I have two dataframes in python
First dataframe : tf_words : of shape (1 row,2235 columns) : looks like-
0 1 2 3 4 5 6 ...... 2234
0 aa, aaa, aaaa, aaan, aaanu, aada, aadhyam,.....zindabad]
Second dataframe : tf1_bigram: of shape (4000, 34319) : contains bigram with their occurrences in dataset, dataframe looks like-
(a, en) (a, ha) (a, padam) (aa, aala) (aa, accountinte) (aa,adhamanaya)...
1 0 0 1 0 0 ...
0 1 0 0 1 0 ...
0 0 1 0 0 1 ...
I have to compare tf_words dataframe with tf1_bigram dataframe and the comparison should be as follows
E.g. As seen in tf_words dataframe, though the word 'aa' is matching with only one word in columns: (aa, aala) (aa, accountinte) & (aa,adhamanaya) in tf1_bigram datagram, those matching columns values will be multiply by 0.5.
then to check for 'aaa', and if found multiply found column by 0.5;
then to check for 'aaaa', if found multiply found column by 0.5;
then for 'aaan', if found multiply the found column by 0.5
and so on upto last word 'zindabad'(having coulmn no. 2234)

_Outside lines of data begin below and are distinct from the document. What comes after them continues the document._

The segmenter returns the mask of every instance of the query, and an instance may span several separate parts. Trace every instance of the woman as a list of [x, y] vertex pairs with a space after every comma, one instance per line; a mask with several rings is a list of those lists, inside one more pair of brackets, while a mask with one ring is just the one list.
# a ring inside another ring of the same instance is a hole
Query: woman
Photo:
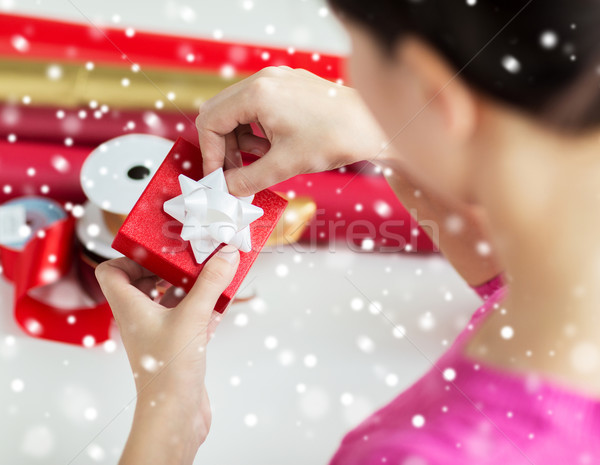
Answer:
[[[224, 165], [232, 193], [248, 195], [371, 160], [402, 202], [438, 222], [444, 254], [489, 297], [331, 463], [600, 463], [600, 4], [331, 4], [358, 93], [286, 68], [235, 84], [198, 117], [205, 172]], [[238, 149], [261, 158], [242, 168]], [[191, 463], [206, 438], [204, 347], [237, 260], [224, 248], [164, 307], [140, 292], [154, 281], [133, 262], [98, 268], [137, 374], [121, 463]], [[148, 373], [145, 354], [172, 361]]]

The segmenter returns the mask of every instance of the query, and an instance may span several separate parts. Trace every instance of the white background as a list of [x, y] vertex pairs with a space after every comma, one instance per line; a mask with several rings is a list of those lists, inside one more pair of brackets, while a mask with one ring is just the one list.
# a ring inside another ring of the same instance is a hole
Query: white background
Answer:
[[[73, 3], [0, 0], [0, 7], [79, 22], [83, 12], [97, 23], [206, 37], [218, 29], [227, 40], [348, 51], [319, 1]], [[269, 26], [274, 33], [267, 33]], [[246, 286], [259, 297], [235, 304], [209, 345], [213, 425], [197, 464], [326, 463], [346, 431], [430, 367], [479, 303], [439, 256], [356, 253], [341, 246], [267, 250]], [[113, 331], [117, 349], [111, 353], [26, 337], [12, 320], [11, 296], [12, 286], [0, 279], [0, 463], [116, 464], [135, 402], [118, 334]], [[381, 313], [370, 310], [373, 302]], [[405, 327], [414, 345], [394, 337], [390, 321]], [[265, 344], [269, 337], [275, 348]], [[315, 366], [305, 364], [307, 355], [316, 357]], [[13, 389], [15, 380], [24, 383], [22, 391]], [[255, 426], [247, 426], [249, 414]]]

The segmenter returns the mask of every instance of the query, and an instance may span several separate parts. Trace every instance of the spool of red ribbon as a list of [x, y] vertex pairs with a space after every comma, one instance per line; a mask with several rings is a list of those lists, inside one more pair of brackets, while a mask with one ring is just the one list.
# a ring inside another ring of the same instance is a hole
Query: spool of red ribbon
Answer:
[[[21, 225], [29, 230], [21, 243], [0, 245], [4, 276], [15, 286], [14, 316], [19, 326], [32, 337], [71, 344], [91, 346], [109, 339], [112, 312], [106, 301], [66, 309], [33, 295], [35, 289], [55, 284], [71, 272], [80, 274], [72, 269], [78, 266], [74, 218], [56, 202], [40, 197], [22, 197], [0, 207], [4, 213], [7, 208], [24, 209], [29, 220], [38, 218]], [[9, 219], [3, 219], [5, 228]]]

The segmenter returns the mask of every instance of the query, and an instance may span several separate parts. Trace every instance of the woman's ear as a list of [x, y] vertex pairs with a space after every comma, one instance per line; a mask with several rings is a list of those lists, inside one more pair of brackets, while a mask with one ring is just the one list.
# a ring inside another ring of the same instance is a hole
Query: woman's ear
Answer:
[[429, 110], [439, 113], [447, 135], [464, 142], [477, 125], [477, 96], [452, 67], [424, 41], [408, 37], [400, 41], [397, 58], [415, 76]]

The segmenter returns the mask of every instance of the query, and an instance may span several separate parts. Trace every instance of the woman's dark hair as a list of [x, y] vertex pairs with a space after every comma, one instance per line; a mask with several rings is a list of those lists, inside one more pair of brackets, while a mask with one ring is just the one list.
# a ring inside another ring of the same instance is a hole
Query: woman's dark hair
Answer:
[[600, 0], [329, 0], [391, 52], [413, 35], [474, 88], [564, 129], [600, 126]]

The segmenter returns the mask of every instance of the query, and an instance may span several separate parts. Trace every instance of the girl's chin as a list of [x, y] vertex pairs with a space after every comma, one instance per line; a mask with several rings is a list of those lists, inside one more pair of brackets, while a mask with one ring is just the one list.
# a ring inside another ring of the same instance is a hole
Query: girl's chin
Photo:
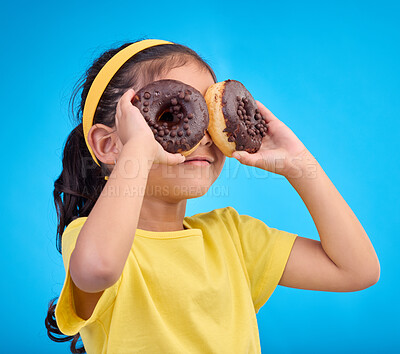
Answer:
[[[164, 169], [158, 171], [151, 171], [150, 178], [155, 180], [169, 180], [173, 184], [205, 184], [210, 180], [215, 179], [215, 172], [209, 167], [201, 166], [185, 166], [175, 167], [171, 169]], [[164, 182], [165, 183], [165, 182]], [[167, 182], [168, 183], [168, 182]]]
[[198, 198], [206, 194], [210, 186], [179, 186], [175, 188], [174, 194], [185, 198]]
[[146, 195], [158, 198], [191, 199], [198, 198], [207, 193], [210, 189], [209, 184], [193, 185], [192, 184], [176, 184], [173, 186], [153, 185], [147, 186]]

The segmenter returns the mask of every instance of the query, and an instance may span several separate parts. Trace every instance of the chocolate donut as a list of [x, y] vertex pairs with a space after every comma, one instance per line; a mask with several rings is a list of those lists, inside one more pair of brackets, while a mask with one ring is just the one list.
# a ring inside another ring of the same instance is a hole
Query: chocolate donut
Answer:
[[241, 82], [226, 80], [211, 85], [205, 100], [210, 114], [208, 132], [224, 155], [232, 157], [234, 151], [255, 153], [260, 149], [268, 125]]
[[171, 153], [189, 155], [208, 127], [203, 95], [181, 81], [154, 81], [135, 94], [132, 104], [139, 108], [155, 139]]

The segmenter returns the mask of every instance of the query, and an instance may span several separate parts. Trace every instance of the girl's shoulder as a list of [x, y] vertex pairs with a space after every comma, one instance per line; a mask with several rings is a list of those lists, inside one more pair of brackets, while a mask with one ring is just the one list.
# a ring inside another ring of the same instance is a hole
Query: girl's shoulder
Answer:
[[87, 219], [87, 216], [82, 216], [82, 217], [77, 217], [76, 219], [72, 220], [65, 228], [64, 234], [72, 231], [73, 229], [82, 228], [86, 219]]
[[236, 211], [235, 208], [227, 206], [227, 207], [213, 209], [211, 211], [197, 213], [192, 216], [186, 216], [185, 219], [191, 219], [191, 220], [201, 220], [201, 219], [206, 220], [215, 218], [224, 219], [227, 217], [236, 217], [238, 215], [239, 213]]
[[[62, 244], [63, 249], [65, 249], [66, 246], [71, 247], [71, 245], [75, 244], [76, 239], [78, 238], [79, 232], [82, 229], [83, 225], [85, 224], [86, 219], [87, 219], [87, 216], [78, 217], [78, 218], [72, 220], [67, 225], [67, 227], [64, 229], [64, 232], [61, 236], [61, 244]], [[64, 253], [64, 251], [62, 253]]]
[[232, 214], [232, 213], [237, 214], [238, 212], [236, 211], [236, 209], [234, 207], [226, 206], [226, 207], [216, 208], [216, 209], [202, 212], [202, 213], [197, 213], [191, 217], [193, 218], [193, 217], [204, 217], [207, 215], [225, 215], [225, 214]]
[[242, 215], [231, 206], [217, 208], [211, 211], [185, 216], [184, 224], [191, 228], [234, 227], [241, 221]]

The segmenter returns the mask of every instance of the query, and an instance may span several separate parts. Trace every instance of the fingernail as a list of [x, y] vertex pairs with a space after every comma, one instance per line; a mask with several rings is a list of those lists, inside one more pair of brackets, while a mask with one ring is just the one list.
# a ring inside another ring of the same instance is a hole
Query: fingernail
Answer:
[[237, 152], [233, 153], [232, 156], [233, 156], [235, 159], [238, 159], [238, 160], [240, 160], [240, 158], [242, 157], [242, 156], [241, 156], [239, 153], [237, 153]]

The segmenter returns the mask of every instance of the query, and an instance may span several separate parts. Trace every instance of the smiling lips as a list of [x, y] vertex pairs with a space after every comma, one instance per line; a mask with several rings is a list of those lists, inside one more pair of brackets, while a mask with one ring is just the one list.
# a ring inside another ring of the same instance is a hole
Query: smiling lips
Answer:
[[194, 165], [194, 166], [208, 166], [210, 165], [210, 162], [208, 162], [207, 160], [190, 160], [190, 161], [185, 161], [184, 164]]
[[194, 166], [208, 166], [211, 165], [212, 162], [213, 160], [206, 156], [193, 156], [186, 159], [186, 161], [184, 161], [183, 163]]

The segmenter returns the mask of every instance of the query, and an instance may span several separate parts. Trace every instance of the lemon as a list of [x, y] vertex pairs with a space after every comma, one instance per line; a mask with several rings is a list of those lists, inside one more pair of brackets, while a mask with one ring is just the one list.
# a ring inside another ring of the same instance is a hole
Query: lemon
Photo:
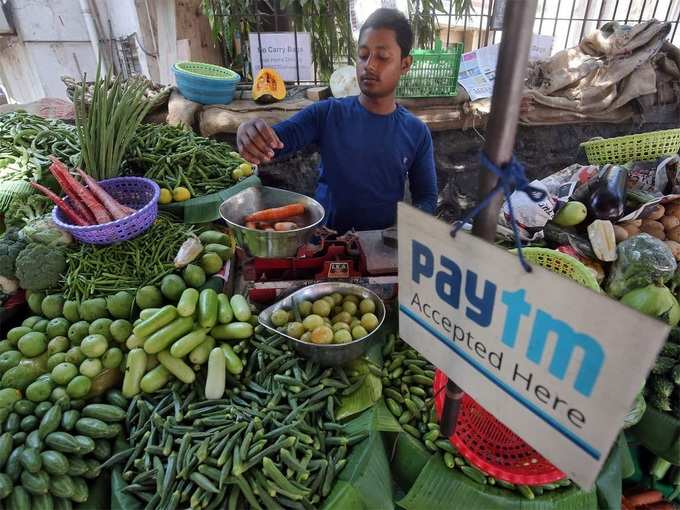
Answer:
[[175, 202], [185, 202], [191, 198], [189, 190], [183, 186], [179, 186], [172, 191], [172, 199]]
[[231, 172], [231, 177], [235, 181], [240, 181], [241, 179], [243, 179], [243, 170], [241, 170], [240, 167], [234, 168], [234, 171]]
[[241, 163], [238, 167], [243, 173], [243, 177], [253, 175], [253, 165], [251, 165], [250, 163]]
[[169, 204], [172, 202], [172, 191], [168, 188], [161, 188], [161, 194], [158, 197], [159, 204]]

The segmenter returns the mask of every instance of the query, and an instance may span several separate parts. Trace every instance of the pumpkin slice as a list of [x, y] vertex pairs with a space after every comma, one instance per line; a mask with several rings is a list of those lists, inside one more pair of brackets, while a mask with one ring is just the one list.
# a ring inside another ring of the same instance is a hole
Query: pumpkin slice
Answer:
[[265, 67], [253, 80], [253, 101], [274, 103], [286, 97], [286, 85], [281, 75], [274, 69]]

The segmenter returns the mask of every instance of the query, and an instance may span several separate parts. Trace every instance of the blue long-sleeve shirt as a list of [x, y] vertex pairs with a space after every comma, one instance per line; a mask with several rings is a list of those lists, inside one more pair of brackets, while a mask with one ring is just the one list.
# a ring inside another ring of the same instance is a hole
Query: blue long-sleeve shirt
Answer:
[[434, 212], [432, 137], [427, 126], [402, 106], [378, 115], [356, 96], [327, 99], [273, 129], [284, 144], [277, 157], [311, 144], [319, 147], [316, 199], [326, 210], [328, 227], [344, 233], [394, 225], [407, 178], [413, 204]]

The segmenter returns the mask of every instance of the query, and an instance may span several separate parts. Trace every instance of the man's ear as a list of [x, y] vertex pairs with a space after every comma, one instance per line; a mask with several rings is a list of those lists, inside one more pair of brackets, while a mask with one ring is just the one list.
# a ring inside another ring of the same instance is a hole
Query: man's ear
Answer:
[[407, 57], [404, 57], [401, 59], [401, 74], [406, 74], [409, 72], [409, 69], [411, 69], [411, 64], [413, 64], [413, 57], [411, 55], [408, 55]]

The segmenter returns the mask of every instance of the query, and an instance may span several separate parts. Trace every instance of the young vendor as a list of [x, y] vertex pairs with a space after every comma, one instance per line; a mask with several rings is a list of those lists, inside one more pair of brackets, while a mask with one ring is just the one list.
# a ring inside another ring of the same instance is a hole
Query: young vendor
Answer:
[[361, 94], [317, 102], [273, 127], [241, 124], [238, 149], [255, 164], [315, 144], [321, 153], [316, 199], [326, 224], [340, 233], [396, 223], [406, 179], [413, 204], [433, 213], [437, 177], [427, 126], [395, 102], [411, 66], [413, 32], [396, 9], [378, 9], [359, 32], [356, 65]]

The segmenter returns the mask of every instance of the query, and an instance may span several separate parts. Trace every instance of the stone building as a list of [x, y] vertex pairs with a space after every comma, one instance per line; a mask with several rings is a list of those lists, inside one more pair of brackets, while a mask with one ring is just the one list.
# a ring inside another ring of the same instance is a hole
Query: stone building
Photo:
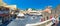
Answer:
[[55, 9], [55, 17], [59, 19], [60, 17], [60, 4]]
[[43, 15], [43, 18], [45, 19], [45, 20], [48, 20], [49, 18], [50, 18], [50, 15], [51, 15], [51, 7], [46, 7], [46, 9], [45, 10], [43, 10], [43, 12], [42, 12], [42, 15]]
[[[14, 11], [17, 10], [16, 5], [7, 5], [6, 3], [3, 2], [3, 0], [0, 0], [0, 6], [4, 7], [4, 8], [0, 7], [1, 10], [4, 9], [3, 12], [5, 11], [3, 15], [5, 15], [5, 13], [7, 12], [6, 10], [9, 9], [8, 10], [9, 16], [0, 17], [0, 23], [5, 23], [6, 21], [10, 21], [12, 18], [12, 17], [10, 17], [10, 15], [11, 15], [10, 10], [11, 10], [11, 12], [12, 12], [12, 10], [14, 10]], [[1, 10], [0, 10], [0, 13], [2, 13]]]
[[55, 17], [58, 18], [60, 15], [60, 5], [58, 5], [55, 9], [51, 10], [51, 14]]
[[3, 2], [3, 0], [0, 0], [0, 6], [6, 6], [7, 4]]
[[56, 14], [60, 15], [60, 5], [58, 5], [55, 9]]

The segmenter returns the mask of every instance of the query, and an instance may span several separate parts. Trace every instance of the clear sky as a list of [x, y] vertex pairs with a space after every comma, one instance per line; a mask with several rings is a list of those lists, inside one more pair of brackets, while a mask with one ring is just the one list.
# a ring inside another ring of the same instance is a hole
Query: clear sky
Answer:
[[37, 8], [44, 9], [51, 5], [53, 8], [60, 4], [60, 0], [3, 0], [7, 4], [16, 4], [20, 9]]

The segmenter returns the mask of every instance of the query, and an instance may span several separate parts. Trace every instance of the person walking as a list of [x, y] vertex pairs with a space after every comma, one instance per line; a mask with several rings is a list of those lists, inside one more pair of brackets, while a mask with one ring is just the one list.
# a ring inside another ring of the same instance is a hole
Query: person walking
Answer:
[[51, 26], [54, 26], [55, 22], [56, 22], [56, 19], [54, 17], [52, 17], [51, 19], [52, 19], [52, 23], [53, 23]]

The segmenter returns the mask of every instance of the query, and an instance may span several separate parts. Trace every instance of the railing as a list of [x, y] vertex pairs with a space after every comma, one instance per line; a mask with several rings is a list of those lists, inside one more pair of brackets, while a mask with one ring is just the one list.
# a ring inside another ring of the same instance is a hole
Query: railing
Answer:
[[[47, 26], [48, 24], [50, 24], [52, 21], [51, 19], [46, 20], [44, 22], [40, 22], [40, 23], [34, 23], [34, 24], [26, 24], [26, 26]], [[52, 24], [51, 24], [52, 25]]]

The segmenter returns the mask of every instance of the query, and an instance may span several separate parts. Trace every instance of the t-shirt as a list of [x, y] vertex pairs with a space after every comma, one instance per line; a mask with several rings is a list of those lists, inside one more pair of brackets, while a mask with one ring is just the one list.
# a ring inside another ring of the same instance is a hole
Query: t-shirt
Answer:
[[56, 20], [56, 19], [55, 19], [54, 17], [52, 17], [52, 23], [55, 23], [55, 20]]

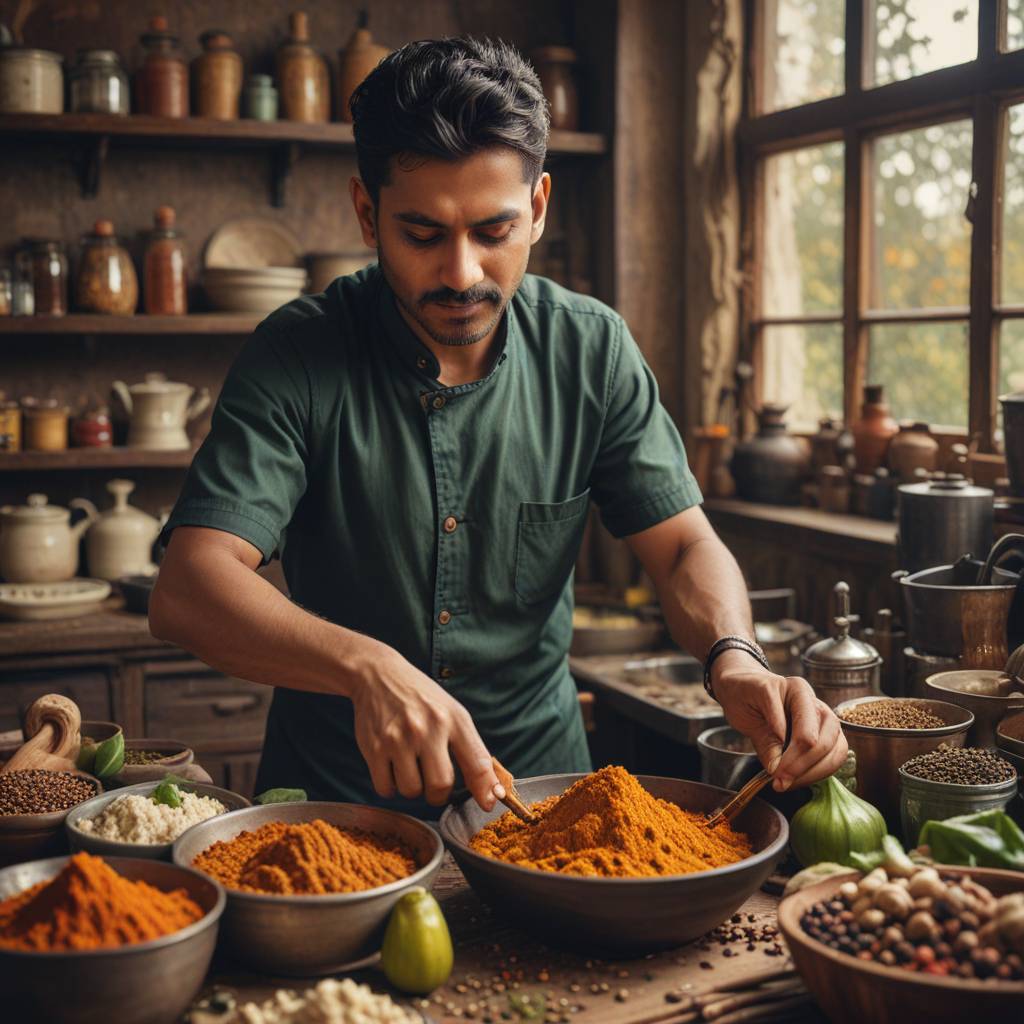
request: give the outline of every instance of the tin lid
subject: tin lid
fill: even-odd
[[[928,480],[917,484],[902,484],[900,494],[911,497],[946,498],[989,498],[994,492],[988,487],[976,487],[962,473],[932,473]]]
[[[245,84],[250,89],[272,89],[274,87],[274,76],[262,74],[250,75]]]
[[[79,50],[75,54],[77,64],[120,64],[116,50]]]
[[[25,505],[5,505],[0,514],[11,519],[19,519],[31,523],[56,522],[67,519],[70,513],[59,505],[48,504],[45,494],[30,494]]]
[[[801,655],[805,665],[818,669],[869,668],[881,662],[882,657],[871,644],[850,636],[850,587],[839,582],[832,588],[839,604],[839,614],[833,619],[833,636],[812,644]]]

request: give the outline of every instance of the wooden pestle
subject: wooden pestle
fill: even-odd
[[[82,714],[78,705],[59,693],[33,702],[25,715],[25,742],[0,773],[27,768],[71,771],[81,744]]]

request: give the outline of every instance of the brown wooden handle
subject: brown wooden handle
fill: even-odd
[[[28,768],[73,768],[81,745],[82,714],[78,705],[59,693],[36,700],[25,715],[25,742],[3,766],[3,772]]]

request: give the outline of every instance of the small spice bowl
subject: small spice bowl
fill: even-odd
[[[886,729],[843,719],[843,712],[875,701],[914,705],[941,718],[946,724],[934,729]],[[974,715],[966,708],[941,700],[916,697],[857,697],[835,709],[850,749],[857,757],[857,795],[874,804],[895,832],[900,822],[900,798],[896,785],[900,765],[918,754],[927,754],[945,743],[962,747]]]
[[[145,764],[129,764],[131,752],[145,750],[160,754],[159,760]],[[195,760],[192,748],[178,740],[125,740],[125,762],[121,770],[114,776],[119,786],[136,786],[140,782],[160,782],[168,772],[180,772]]]
[[[974,725],[967,736],[969,747],[994,750],[1000,721],[1015,711],[1024,711],[1024,693],[1016,690],[1013,680],[997,669],[936,672],[925,679],[924,688],[930,697],[959,704],[974,715]]]
[[[102,814],[118,797],[133,793],[138,796],[149,796],[159,785],[159,782],[142,782],[137,786],[125,786],[110,793],[94,796],[91,800],[86,800],[85,803],[72,807],[64,819],[64,828],[67,832],[71,852],[77,853],[79,850],[85,850],[88,853],[94,853],[102,857],[143,857],[147,860],[170,860],[171,850],[174,847],[173,842],[123,843],[115,839],[103,839],[90,832],[84,832],[78,827],[78,823],[83,819],[95,818],[98,814]],[[232,793],[228,789],[219,789],[217,786],[206,786],[196,783],[189,784],[185,788],[197,796],[209,796],[213,797],[214,800],[219,800],[226,808],[222,812],[223,814],[252,806],[241,794]],[[217,817],[220,817],[220,815],[217,815]],[[211,819],[208,818],[207,821],[209,820]]]
[[[722,789],[739,789],[760,770],[754,744],[731,725],[716,725],[697,737],[700,781]]]

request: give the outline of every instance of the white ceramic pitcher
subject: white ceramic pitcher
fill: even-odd
[[[196,393],[190,384],[168,380],[162,373],[147,373],[144,381],[130,387],[115,380],[111,388],[130,417],[129,448],[165,452],[190,448],[185,426],[210,404],[207,388]]]

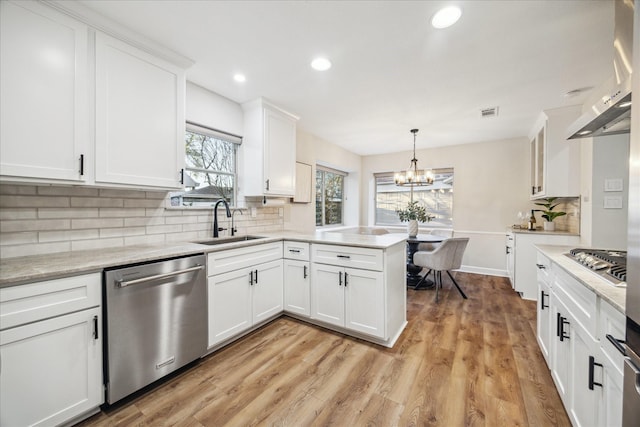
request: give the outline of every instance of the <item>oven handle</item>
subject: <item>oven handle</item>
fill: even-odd
[[[611,334],[607,334],[607,339],[611,342],[611,344],[613,344],[613,346],[620,352],[622,353],[623,356],[627,355],[627,349],[624,348],[626,346],[626,342],[624,340],[619,340],[618,338],[614,337]]]
[[[185,268],[184,270],[171,271],[169,273],[156,274],[154,276],[141,277],[139,279],[134,279],[134,280],[117,280],[116,284],[118,285],[119,288],[124,288],[125,286],[137,285],[140,283],[149,282],[151,280],[164,279],[166,277],[179,276],[180,274],[184,274],[184,273],[191,273],[193,271],[202,270],[203,268],[204,268],[203,265],[198,264],[195,267]]]

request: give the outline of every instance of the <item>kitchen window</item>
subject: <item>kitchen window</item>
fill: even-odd
[[[241,137],[187,122],[185,191],[171,196],[172,206],[213,206],[220,199],[236,204],[238,146]]]
[[[342,225],[345,172],[316,166],[316,227]]]
[[[413,187],[413,200],[420,202],[431,215],[428,225],[453,228],[453,168],[433,169],[433,185]],[[411,200],[411,187],[397,186],[393,173],[377,173],[376,225],[402,225],[396,210],[404,209]]]

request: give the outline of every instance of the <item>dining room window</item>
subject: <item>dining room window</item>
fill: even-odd
[[[344,179],[346,172],[316,166],[316,227],[344,223]]]
[[[453,228],[453,168],[432,169],[432,185],[413,187],[413,200],[420,202],[433,216],[428,225]],[[411,187],[397,186],[392,172],[374,174],[376,181],[375,225],[403,225],[396,210],[411,200]]]

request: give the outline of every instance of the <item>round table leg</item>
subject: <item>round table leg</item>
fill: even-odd
[[[433,286],[431,280],[425,280],[420,284],[419,288],[416,288],[418,282],[422,280],[422,276],[420,275],[422,267],[413,263],[413,254],[418,251],[418,244],[418,242],[407,242],[407,286],[411,286],[414,289],[430,288]]]

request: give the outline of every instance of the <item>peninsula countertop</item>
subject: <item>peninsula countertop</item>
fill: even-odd
[[[127,264],[223,251],[283,240],[386,249],[402,243],[407,239],[406,233],[361,235],[332,232],[301,234],[283,231],[275,233],[256,233],[255,236],[260,236],[261,238],[225,243],[225,240],[230,240],[230,238],[221,237],[216,239],[220,241],[220,243],[216,245],[198,243],[213,240],[213,238],[209,238],[195,242],[124,246],[119,248],[61,252],[0,259],[0,287],[55,279],[65,276],[96,273],[105,268]]]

Thus the output tf1_bigram will look like as below:
(a, en) (a, ha) (a, padam) (aa, aala) (aa, accountinte) (aa,adhamanaya)...
1 0 0 0.5 0 0 ...
0 1 0 0 0.5 0 ...
0 0 1 0 0 0.5 ...
I have tried : tf1_bigram.apply(lambda x: np.multiply(x * 0.5) if x.name in tf_words else x) but output output is not what I have expected.
Plz help...!!!!!!!!